Quando minha amiga Jurga me entregou o mapa da Lituânia, eu me propus a progredir aos poucos fazendo uma day-trip de bicicleta todos os dias — sempre voltando ao mesmo ponto no fim da tarde. Mas algo de fantástico acontecia a cada vez que eu deixava o limite urbano de Klaipeda e adentrava a ciclovia que cortava o país. É que certas histórias que vivi naquele caminho não caberiam no tempo e na distância que eu percorria.

 

                                 A ciclovia, a floresta, eu e a linha de trem atravessando os Bálticos

A Lituânia foi o último pedaço da Europa a se converter ao cristianismo. Dizem que rituais pagãos seguiram acontecendo no país até o século 20. Dizem… Porque às primeiras pedaladas eu já me via empurrada para dentro de um universo à parte, um mundo de coexistência harmoniosa entre a presença humana e os elementos da natureza — algo como um vínculo espiritual entre os dois.

Ao longo da via, cruzes e símbolos folclóricos esculpidos em madeira iam aparecendo, revelando uma forte presença mística tanto pagã quanto cristã. E eu seguia pedalando.

Jodkrante
                                            Esculturas de madeira que eu encontrava pelo caminho

Nos bosques de pinus acarpetados por líquen, cogumelos eram colhidos por gente silenciosa vinda–sei–lá–de–onde carregando cestinhas. Entre uma curva e outra, o chão da floresta às vezes virava areia. A bicicleta quase escorregava. Surgia, então, uma falésia, uma praia deserta, alguém sozinho colhendo âmbar… E o mar prateado

No trajeto, era comum passado virar presente .

Uma vez meu pneu topou num pedaço de concreto. Era ele, o gigante MEMEL NORD, que vinha se desenterrando de uma duna entre o bosque e a beira do mar, espalhando areia e galhos num moroso e mórbido movimento.

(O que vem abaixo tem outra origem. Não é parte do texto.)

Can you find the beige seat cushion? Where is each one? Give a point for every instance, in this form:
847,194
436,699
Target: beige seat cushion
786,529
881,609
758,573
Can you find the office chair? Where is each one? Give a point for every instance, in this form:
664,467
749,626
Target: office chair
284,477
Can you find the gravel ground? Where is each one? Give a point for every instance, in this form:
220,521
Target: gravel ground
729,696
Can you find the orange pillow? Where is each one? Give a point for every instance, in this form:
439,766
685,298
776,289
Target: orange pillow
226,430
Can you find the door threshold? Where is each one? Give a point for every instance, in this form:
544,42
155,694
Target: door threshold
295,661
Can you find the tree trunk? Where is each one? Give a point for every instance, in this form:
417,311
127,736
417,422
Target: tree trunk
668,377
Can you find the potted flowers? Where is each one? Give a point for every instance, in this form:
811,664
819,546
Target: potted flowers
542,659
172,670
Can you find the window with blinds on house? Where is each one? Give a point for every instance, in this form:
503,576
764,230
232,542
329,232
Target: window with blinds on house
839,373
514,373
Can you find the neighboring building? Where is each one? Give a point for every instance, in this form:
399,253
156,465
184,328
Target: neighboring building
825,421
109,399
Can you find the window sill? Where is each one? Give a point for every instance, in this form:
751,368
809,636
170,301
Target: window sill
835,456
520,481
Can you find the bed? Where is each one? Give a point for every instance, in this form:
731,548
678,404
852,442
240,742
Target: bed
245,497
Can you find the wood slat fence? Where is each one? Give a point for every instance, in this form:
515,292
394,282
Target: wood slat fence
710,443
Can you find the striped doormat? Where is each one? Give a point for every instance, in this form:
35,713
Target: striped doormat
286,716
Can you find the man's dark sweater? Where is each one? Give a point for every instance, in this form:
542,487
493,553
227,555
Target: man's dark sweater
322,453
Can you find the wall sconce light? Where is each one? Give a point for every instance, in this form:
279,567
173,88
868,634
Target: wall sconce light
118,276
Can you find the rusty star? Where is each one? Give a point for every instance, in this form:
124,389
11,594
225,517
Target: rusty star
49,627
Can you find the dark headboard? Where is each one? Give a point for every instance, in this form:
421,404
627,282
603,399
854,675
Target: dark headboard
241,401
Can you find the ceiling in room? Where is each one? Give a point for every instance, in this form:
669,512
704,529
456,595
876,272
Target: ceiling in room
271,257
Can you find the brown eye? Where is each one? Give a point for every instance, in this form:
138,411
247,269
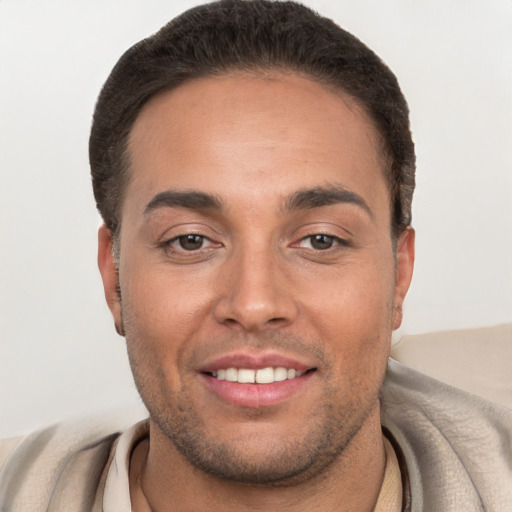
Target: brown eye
191,242
320,242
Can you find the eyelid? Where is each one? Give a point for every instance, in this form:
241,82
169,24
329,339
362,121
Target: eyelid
338,241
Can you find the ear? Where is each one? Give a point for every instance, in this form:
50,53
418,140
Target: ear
403,272
110,276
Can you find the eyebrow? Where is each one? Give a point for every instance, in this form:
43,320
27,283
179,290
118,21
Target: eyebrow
324,196
191,199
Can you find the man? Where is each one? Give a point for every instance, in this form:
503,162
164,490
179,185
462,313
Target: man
254,168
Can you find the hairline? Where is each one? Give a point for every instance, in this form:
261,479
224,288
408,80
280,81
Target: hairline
384,153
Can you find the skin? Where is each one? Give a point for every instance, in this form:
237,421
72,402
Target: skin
258,285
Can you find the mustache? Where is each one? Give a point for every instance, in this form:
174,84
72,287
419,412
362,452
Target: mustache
291,344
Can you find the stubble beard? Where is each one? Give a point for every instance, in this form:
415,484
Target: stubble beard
284,463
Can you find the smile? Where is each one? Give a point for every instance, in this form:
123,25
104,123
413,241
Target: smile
259,376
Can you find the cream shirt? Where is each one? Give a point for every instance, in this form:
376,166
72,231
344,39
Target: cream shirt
116,497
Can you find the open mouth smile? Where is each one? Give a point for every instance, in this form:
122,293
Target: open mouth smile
260,376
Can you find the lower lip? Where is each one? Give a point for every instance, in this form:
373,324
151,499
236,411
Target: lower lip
256,395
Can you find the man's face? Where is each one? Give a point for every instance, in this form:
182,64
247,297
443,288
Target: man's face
255,246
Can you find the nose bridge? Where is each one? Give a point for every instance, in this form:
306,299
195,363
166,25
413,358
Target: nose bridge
255,294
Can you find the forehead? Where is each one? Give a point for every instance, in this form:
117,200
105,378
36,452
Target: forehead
258,134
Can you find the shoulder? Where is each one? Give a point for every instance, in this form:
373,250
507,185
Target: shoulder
456,446
60,466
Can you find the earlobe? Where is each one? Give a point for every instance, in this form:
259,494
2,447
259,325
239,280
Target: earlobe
403,272
109,276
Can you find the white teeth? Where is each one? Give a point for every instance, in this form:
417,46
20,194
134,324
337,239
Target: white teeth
232,374
265,376
261,376
280,374
246,376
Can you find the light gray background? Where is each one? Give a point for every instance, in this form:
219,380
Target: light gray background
59,354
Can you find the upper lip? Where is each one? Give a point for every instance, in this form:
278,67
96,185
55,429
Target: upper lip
254,362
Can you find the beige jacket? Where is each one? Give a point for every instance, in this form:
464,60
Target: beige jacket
455,451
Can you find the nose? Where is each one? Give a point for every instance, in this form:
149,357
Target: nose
255,292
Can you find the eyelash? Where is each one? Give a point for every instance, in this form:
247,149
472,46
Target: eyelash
335,241
169,245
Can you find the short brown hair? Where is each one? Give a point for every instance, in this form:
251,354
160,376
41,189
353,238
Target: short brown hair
247,35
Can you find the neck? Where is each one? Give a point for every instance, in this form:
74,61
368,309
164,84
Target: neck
162,480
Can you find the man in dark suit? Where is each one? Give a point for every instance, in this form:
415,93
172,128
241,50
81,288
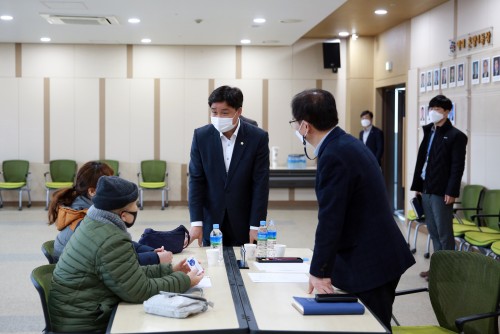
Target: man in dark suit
228,173
372,136
358,245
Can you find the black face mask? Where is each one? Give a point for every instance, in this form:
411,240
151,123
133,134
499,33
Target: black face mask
133,213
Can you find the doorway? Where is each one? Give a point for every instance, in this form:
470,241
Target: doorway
393,111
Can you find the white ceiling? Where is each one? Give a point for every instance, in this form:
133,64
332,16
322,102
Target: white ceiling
166,22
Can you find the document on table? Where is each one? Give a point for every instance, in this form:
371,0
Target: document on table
283,267
279,277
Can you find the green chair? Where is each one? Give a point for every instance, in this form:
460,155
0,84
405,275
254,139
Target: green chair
464,291
489,231
62,175
48,251
114,164
42,278
470,205
15,177
495,250
153,176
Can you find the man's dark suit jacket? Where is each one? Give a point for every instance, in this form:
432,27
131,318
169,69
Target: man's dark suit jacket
243,192
358,244
375,142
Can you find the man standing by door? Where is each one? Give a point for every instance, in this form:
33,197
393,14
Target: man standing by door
438,173
372,136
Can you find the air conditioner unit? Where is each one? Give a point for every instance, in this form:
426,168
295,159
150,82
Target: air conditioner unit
83,20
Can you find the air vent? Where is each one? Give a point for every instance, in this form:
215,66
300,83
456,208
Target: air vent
82,20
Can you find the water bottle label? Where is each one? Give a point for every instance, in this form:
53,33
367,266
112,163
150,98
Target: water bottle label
215,240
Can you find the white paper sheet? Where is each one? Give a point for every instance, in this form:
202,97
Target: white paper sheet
204,283
278,278
283,267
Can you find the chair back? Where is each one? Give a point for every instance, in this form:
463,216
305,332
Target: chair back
41,277
153,170
471,198
48,251
15,170
462,284
491,206
63,170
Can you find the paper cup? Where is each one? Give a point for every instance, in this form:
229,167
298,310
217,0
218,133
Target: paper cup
279,250
212,256
250,251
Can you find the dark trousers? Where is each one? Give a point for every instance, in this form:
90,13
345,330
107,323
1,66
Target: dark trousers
380,300
228,237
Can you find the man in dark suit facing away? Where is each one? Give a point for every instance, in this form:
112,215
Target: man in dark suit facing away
358,245
372,136
228,173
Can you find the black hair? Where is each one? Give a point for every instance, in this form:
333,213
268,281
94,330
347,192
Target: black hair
315,106
367,112
441,101
231,95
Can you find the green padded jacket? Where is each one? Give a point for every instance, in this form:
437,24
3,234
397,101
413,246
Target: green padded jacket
97,270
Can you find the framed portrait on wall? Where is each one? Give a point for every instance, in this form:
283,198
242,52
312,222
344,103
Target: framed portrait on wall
428,87
474,67
444,78
422,82
436,79
485,70
460,74
422,115
495,68
453,114
452,80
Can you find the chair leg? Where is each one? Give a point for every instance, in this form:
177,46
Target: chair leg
29,198
163,199
20,199
414,250
428,254
47,200
141,205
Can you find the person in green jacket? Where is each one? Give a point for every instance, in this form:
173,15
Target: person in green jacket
99,267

— Então, ele existia mesmo…Até então, eu achava que era boato.

Memel Nord

Memel Nord é um bunker, um bruto de um abrigo militar subterrâneo, blindado e fortificado, escondido na areia entre a praia e a floresta desde a 2ª Guerra Mundial. Foi descoberto recentemente.  Atrás de uma porta de aço, descobri que seus corredores percorriam o tempo guardando um pesado arsenal tanto alemão quanto soviético, uniformes militares, capacetes arruinados por buracos de bala, louças com a marca da S.S. [a organização paramilitar de elite nazista]... 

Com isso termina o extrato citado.